I cried my eyes out for a few days as well, but I haven't cried in a couple of days now!! I call that success haha. I still get moments of sadness though, but I try to quickly think of all of the good things. I am excited to give my little boy the gift of a little brother and buddy!


----------



## nicem815

I hope you are feeling better! I have a daughter, and we found out we were having another girl. I had the same types of reactions from people that you mentioned! I have found that if I almost immediately tell them that my husband and I are happy and excited, it makes them stop in their tracks and they don't say anything negative. 

Blessings on your pregnancy and on giving your little guy a buddy to play with and grow up with!


----------



## kat132

i know exactly that feeling as i had it with my 2nd and now my 3rd. I am 34 weeks with my 3rd now and have got to the point where i let the comments go over my head and i am excited about my 3rd boy. 

You will get stupid comments about not having a girl but to be honest i know a lot of people who have 1 of each who wished they had had the same gender.
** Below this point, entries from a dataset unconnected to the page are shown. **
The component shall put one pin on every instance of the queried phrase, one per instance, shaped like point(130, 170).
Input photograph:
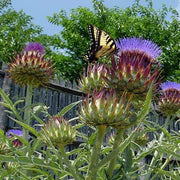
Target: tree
point(137, 20)
point(16, 29)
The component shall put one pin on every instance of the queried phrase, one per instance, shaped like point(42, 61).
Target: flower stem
point(27, 115)
point(115, 145)
point(92, 171)
point(68, 163)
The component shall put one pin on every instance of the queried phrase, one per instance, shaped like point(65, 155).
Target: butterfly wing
point(101, 44)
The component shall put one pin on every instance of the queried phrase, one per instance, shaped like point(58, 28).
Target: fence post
point(6, 87)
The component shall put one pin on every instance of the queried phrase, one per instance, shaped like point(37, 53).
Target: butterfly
point(101, 44)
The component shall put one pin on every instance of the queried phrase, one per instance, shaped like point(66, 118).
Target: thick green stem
point(27, 112)
point(68, 163)
point(115, 145)
point(92, 171)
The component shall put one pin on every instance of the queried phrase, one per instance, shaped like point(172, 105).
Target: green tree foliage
point(162, 26)
point(16, 29)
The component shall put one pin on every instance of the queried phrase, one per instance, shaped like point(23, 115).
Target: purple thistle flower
point(140, 45)
point(170, 85)
point(14, 131)
point(35, 46)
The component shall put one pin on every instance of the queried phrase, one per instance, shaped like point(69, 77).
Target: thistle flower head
point(105, 108)
point(35, 46)
point(93, 78)
point(138, 45)
point(130, 74)
point(10, 134)
point(170, 85)
point(4, 146)
point(58, 131)
point(31, 68)
point(169, 100)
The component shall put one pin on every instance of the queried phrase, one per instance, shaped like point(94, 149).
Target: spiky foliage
point(59, 131)
point(169, 101)
point(31, 68)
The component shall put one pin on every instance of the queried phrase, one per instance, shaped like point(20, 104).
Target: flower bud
point(58, 131)
point(169, 100)
point(106, 108)
point(132, 71)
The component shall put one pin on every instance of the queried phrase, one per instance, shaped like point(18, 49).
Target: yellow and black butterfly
point(101, 44)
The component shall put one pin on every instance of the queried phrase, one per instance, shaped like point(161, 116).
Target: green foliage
point(162, 26)
point(16, 29)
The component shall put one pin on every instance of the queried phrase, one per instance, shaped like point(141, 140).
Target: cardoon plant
point(169, 100)
point(132, 70)
point(30, 69)
point(10, 134)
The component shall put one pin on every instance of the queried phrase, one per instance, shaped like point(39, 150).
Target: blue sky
point(39, 9)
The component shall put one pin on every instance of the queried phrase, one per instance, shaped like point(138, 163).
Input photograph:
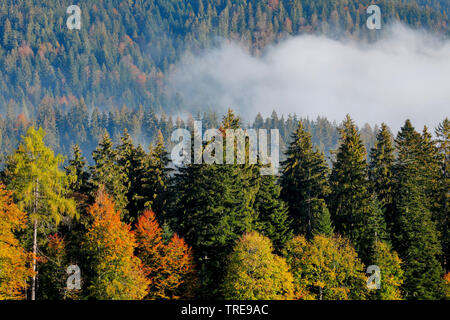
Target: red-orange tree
point(116, 273)
point(169, 266)
point(15, 266)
They do become great friends. My 2 never leave each others sides and always have someone to play with. Yes they fight but all siblings do. I sometimes wish that one of the boys leaned more towards daddy but its all about me :winkwink: no one can be horrible to mummy or they both gang up on that person! 

I promise all will be fine. Keep your boys close and they will not leave you like everyone says they will. My brother is just as close to my parents as i am and he loves to be with them as much as he can xxx


----------